The 'Syringe' Technique

A Hands-Free Approach for the Reduction of Acute Nontraumatic Temporomandibular Dislocations in the Emergency Department

Julie Gorchynski, MD; Eddie Karabidian, MSC; Michael Sanchez, MD

Disclosures

J Emerg Med. 2014;47(6):676-681. 

In This Article

Abstract and Introduction

Abstract

Background The traditional intraoral manual reduction of temporomandibular joint (TMJ) dislocations is time consuming, difficult, and at times ineffective, and commonly requires conscious sedation.

Objectives We describe a novel technique for the reduction of acute nontraumatic TMJ dislocations in the emergency department (ED).

Methods This study was a prospective convenience sample population during a 3-year period at two university teaching-hospital EDs where acute nontraumatic TMJ dislocations were reduced utilizing our syringe technique. Demographics, mechanism, duration of dislocation, and reduction time were collected. Briefly, the "syringe" technique is a hands-free technique that requires a syringe to be placed between the posterior molars as they slide over the syringe to glide the anteriorly displaced condyle back into its normal anatomical position. Procedural sedation or intravenous analgesia is not required.

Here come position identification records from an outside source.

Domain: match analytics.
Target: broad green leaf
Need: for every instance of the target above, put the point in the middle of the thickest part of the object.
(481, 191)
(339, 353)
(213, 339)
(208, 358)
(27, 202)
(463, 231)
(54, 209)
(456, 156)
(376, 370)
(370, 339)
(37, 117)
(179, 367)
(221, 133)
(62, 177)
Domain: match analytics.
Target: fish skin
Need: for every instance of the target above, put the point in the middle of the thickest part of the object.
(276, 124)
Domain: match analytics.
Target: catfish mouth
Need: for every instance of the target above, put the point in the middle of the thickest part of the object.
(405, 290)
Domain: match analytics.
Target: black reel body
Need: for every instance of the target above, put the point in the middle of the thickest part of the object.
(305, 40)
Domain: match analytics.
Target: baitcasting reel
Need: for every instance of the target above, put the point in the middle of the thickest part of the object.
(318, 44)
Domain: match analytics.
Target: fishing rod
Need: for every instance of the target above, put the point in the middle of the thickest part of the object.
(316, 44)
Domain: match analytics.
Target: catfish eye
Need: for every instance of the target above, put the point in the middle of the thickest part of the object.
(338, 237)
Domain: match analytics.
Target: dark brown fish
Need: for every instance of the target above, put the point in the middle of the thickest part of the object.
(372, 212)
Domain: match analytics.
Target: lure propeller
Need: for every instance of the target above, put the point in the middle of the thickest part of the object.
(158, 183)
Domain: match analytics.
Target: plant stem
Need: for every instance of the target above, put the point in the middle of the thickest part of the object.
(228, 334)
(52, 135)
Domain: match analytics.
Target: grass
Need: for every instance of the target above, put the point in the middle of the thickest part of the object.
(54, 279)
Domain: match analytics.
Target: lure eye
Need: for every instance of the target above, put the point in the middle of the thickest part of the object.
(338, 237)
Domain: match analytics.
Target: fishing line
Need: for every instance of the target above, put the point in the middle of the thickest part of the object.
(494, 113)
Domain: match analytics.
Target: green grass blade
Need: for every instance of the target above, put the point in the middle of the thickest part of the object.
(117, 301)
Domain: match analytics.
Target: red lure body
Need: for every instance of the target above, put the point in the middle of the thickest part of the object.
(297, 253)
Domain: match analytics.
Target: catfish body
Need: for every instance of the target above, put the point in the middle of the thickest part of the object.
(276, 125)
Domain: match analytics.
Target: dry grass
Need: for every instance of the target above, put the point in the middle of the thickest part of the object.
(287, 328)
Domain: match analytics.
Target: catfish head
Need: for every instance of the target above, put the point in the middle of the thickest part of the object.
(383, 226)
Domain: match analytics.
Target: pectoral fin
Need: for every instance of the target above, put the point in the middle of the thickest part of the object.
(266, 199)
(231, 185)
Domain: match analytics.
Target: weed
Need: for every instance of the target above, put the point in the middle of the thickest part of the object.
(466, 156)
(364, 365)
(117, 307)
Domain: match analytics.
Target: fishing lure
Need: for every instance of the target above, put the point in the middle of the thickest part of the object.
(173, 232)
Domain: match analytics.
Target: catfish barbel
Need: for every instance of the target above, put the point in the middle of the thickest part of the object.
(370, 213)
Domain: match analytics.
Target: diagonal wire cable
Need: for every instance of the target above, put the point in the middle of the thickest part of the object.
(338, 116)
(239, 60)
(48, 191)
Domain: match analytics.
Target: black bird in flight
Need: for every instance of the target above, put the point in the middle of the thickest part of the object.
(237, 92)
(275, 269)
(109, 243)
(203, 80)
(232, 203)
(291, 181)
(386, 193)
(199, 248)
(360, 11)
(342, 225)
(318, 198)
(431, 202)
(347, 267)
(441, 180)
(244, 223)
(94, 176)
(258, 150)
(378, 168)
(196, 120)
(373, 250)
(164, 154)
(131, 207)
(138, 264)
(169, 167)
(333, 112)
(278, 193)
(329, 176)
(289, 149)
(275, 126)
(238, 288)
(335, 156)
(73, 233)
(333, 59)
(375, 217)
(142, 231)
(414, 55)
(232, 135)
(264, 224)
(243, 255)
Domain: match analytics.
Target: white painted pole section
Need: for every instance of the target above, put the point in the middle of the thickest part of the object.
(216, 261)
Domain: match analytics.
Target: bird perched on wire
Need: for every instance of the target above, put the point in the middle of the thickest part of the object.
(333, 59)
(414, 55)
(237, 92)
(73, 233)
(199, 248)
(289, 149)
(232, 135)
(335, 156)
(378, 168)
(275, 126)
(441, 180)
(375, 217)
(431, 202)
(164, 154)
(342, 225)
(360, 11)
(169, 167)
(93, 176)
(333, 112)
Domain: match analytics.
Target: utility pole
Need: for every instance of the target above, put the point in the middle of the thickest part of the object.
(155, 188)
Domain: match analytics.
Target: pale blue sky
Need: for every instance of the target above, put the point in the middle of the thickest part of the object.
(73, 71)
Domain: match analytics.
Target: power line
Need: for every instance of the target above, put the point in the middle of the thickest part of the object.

Results Of the 31 patients, the mean age was 38 years. Thirty patients had a successful reduction (97%). The majority of dislocations were reduced in <1 min (77%). The two most common mechanisms for acute TMJ dislocations were due to chewing (n = 19; 61%) and yawning (n = 8; 29%). There were no recurrent dislocations at 3-day follow-up.

Conclusion We describe a novel technique for the reduction of the acutely nontraumatic TMJ dislocation in the ED. It is simple, fast, safe, and effective.

Introduction

Acute nontraumatic temporomandibular joint (TMJ) dislocations are usually the consequence of excessive mouth opening, for example, tooth extraction, laughing, yawning, or taking a large bite of food. Anterior TMJ dislocations are the most common form in nontraumatic dislocations of the jaw. The emergency physician (EP) routinely relies on the traditional method of intraoral reduction of the TMJ, which commonly requires procedural sedation or substantial intravenous analgesia. The literature reports two alternative methods for the reduction of TMJ dislocations. In 2004, Lori et al. describe a variation of the intraoral approach, and in 2007, Chen et al. describe an extraoral or external approach. Both of these methods require the physician to manually manipulate the mandible.[1,2]

Importance

The traditional intraoral approach is time consuming, difficult, and at times, ineffective. It is also not without risk to the patient or the EP.[1,3–6]

Goal of This Investigation

We introduce a simple and novel technique for the reduction of acutely nontraumatic TMJ dislocations using a hands-free approach. This technique is safe, rapid, and effective without the need for procedural sedation or intravenous analgesia.